Run every AI coding task in its own isolated Git worktree, with optional dev services, logs, ports, and safe cleanup.

WorktreePilot (wtp) is a small, local-first CLI for developers using AI coding agents such as Claude Code, Codex, Gemini CLI, Aider, or similar tools.

It helps you run multiple AI coding tasks in parallel without letting them edit the same physical checkout.

WorktreePilot is framework-agnostic by default. The default wtp init creates a generic config with no assumptions about your package manager, framework, platform, or dev servers. Stack-specific setups are available as opt-in presets and examples.

Status: v0.3.0 experimental.
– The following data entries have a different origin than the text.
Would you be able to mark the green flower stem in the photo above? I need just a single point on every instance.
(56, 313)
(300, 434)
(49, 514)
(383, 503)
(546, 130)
Optimized first for WSL + Windows Terminal. Other terminals currently use fallback commands.

Installation is currently GitHub/source-based only. WorktreePilot is not published to npm yet.


Why this exists

AI coding agents are starting to behave less like autocomplete and more like parallel contributors.

That creates a real workflow problem.

If multiple agents work in the same repo folder, they can:

  • overwrite each other's files
  • mix unrelated changes into one working tree
  • create messy diffs
  • cause hard-to-recover Git conflicts
  • contaminate the running dev server
  • make review and merge order chaotic

The fix is not “trust the agent more.”

The fix is better isolation.


What WorktreePilot does

For each task, WorktreePilot gives the agent its own isolated environment:

  • one task — a named unit of work
  • one Git worktree — a separate folder on disk
  • one branch — isolated commit history
  • one agent session — no cross-talk
  • optional dev services — web, mobile, API, worker, etc.
  • assigned ports — avoids collisions between tasks
  • logs and session metadata — inspect what happened
  • safe cleanup — stop runtime separately from removing work

WorktreePilot orchestrates the workspace.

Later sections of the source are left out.